Based on the evaluation results:
- **H=2**: `cum_mu` wins by 0.43 pts mean regret
- **H=3**: `cum_ev` wins by 0.75 pts mean regret  
- **H=4**: `cum_ev` wins by 1.11 pts mean regret (largest gap)
- **H=5**: `cum_mu` wins by 0.11 pts mean regret

**Answer**: `cum_ev` outperforms at H=3 and H=4, but not at H=2 or H=5.

### 2. How does regret gap change with horizon length?

The regret gap follows a non-monotonic pattern:
- At short horizons (H=2), availability hasn't compounded enough to matter
- At mid horizons (H=3-4), availability compounding provides measurable protection
- At long horizons (H=5), the advantage disappears — possibly due to increased noise in longer-term predictions or sample size effects

### 3. Does availability compounding overcome upside dominance?
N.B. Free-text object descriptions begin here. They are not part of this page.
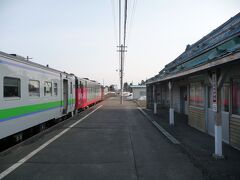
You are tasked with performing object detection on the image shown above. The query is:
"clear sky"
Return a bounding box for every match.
[0,0,239,87]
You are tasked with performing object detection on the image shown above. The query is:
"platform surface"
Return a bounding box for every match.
[0,97,203,180]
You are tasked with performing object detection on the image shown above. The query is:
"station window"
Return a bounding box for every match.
[4,77,21,98]
[232,79,240,115]
[190,82,204,107]
[29,80,40,97]
[208,86,212,108]
[54,83,58,96]
[44,81,52,96]
[221,84,229,112]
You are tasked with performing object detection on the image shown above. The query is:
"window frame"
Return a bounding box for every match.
[221,83,230,112]
[53,82,58,96]
[189,82,204,108]
[29,79,40,97]
[3,76,21,99]
[232,79,240,116]
[44,81,52,96]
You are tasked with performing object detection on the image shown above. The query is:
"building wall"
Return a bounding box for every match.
[155,84,169,109]
[146,85,153,109]
[147,62,240,150]
[172,84,180,113]
[189,106,205,132]
[230,116,240,149]
[132,87,146,99]
[205,65,240,147]
[188,76,206,132]
[226,65,240,149]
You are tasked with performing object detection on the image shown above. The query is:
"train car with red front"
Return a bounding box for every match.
[75,77,103,111]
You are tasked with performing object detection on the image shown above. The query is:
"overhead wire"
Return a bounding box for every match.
[114,0,134,94]
[122,0,137,70]
[110,0,120,75]
[123,0,128,47]
[119,0,122,81]
[110,0,118,46]
[127,0,137,45]
[122,0,128,72]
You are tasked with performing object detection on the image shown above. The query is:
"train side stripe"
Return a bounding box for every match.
[0,99,75,122]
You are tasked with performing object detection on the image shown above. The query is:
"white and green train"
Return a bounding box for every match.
[0,51,103,141]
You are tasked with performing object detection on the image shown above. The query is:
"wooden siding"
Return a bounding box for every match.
[189,106,205,132]
[230,116,240,149]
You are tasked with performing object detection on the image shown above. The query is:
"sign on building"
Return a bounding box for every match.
[212,72,217,112]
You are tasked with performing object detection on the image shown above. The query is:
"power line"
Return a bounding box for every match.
[110,0,118,45]
[127,0,137,44]
[119,0,121,47]
[123,0,128,47]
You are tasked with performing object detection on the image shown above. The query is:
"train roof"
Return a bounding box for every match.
[0,51,102,86]
[0,51,70,75]
[76,77,101,84]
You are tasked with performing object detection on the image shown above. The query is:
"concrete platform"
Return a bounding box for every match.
[0,97,203,180]
[142,107,240,180]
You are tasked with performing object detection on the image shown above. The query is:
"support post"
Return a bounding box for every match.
[153,84,157,114]
[168,81,174,125]
[212,70,224,159]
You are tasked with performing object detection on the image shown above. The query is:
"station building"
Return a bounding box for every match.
[130,85,146,99]
[146,12,240,152]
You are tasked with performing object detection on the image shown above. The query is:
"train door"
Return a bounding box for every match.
[63,79,68,114]
[69,81,73,108]
[80,81,84,105]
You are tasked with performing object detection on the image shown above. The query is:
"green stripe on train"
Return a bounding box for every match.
[68,99,75,104]
[0,101,62,119]
[0,99,75,120]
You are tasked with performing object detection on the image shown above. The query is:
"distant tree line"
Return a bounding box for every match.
[108,80,145,92]
[123,80,145,92]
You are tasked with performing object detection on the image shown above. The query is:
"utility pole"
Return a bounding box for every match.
[117,0,128,104]
[119,0,122,104]
[117,44,127,104]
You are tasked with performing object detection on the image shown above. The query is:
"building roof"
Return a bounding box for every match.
[130,85,146,88]
[146,12,240,84]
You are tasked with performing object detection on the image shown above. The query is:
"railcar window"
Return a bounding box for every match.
[29,80,40,97]
[54,83,58,96]
[44,82,52,96]
[4,77,21,98]
[221,84,229,112]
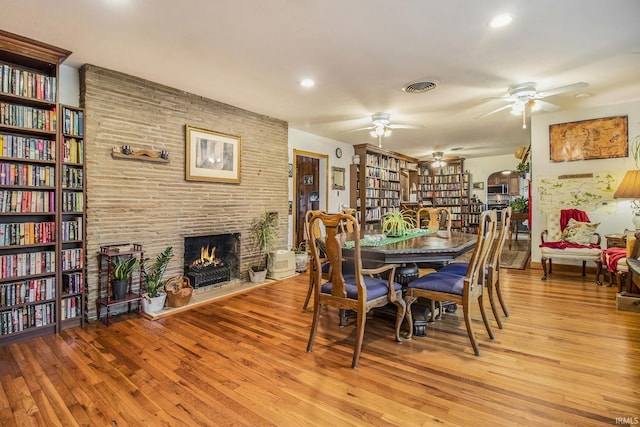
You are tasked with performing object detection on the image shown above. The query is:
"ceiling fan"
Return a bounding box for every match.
[429,151,462,167]
[476,81,589,128]
[348,112,417,148]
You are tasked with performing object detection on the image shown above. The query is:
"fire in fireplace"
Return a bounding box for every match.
[184,233,240,289]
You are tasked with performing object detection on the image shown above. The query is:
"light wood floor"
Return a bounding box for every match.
[1,267,639,426]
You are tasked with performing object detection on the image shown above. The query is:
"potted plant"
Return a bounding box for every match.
[382,210,416,237]
[510,196,529,213]
[111,256,139,300]
[141,246,174,313]
[249,211,278,283]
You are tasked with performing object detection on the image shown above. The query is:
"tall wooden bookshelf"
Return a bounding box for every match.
[0,30,85,345]
[418,159,473,231]
[349,144,418,230]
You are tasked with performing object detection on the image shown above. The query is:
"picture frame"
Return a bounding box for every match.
[473,182,484,190]
[549,115,628,162]
[331,166,345,191]
[185,125,241,183]
[303,175,314,185]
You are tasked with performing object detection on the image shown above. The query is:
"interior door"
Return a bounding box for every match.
[295,155,320,247]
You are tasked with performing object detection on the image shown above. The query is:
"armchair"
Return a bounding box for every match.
[539,209,602,282]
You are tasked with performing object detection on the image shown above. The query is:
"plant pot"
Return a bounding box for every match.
[249,269,267,283]
[111,279,128,300]
[142,292,167,313]
[295,252,309,272]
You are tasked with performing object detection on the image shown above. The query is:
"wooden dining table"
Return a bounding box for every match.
[342,230,477,267]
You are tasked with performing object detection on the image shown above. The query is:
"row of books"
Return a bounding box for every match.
[0,63,57,102]
[61,219,82,241]
[0,221,55,246]
[0,133,56,161]
[0,277,56,307]
[62,192,83,212]
[0,190,55,213]
[62,137,83,164]
[0,102,57,132]
[0,250,55,279]
[62,165,83,188]
[61,248,83,271]
[62,272,83,294]
[0,302,55,335]
[62,108,84,136]
[0,162,55,187]
[60,295,81,321]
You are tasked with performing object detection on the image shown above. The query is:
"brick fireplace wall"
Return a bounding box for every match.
[80,65,288,321]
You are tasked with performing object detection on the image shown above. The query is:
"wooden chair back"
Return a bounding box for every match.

**Partially**. Unlike single-GW decisions where `mu_points` always won:
- At H=3 and H=4, availability adjustment provides modest improvement (~0.75-1.11 pts/decision)
- The effect is most pronounced at H=4 where availability has had time to compound
- However, the improvement is not consistent across all horizons
- Tail risk (% ≥ 10 regret) is essentially identical between policies

**Conclusion**: For 3-4 GW planning horizons, availability-adjusted EV shows slight improvement over raw upside. This is a reversal from single-GW findings, confirming that availability does compound over time. However, the magnitude of improvement is modest (~1 pt per decision), and the effect is not robust across all horizons.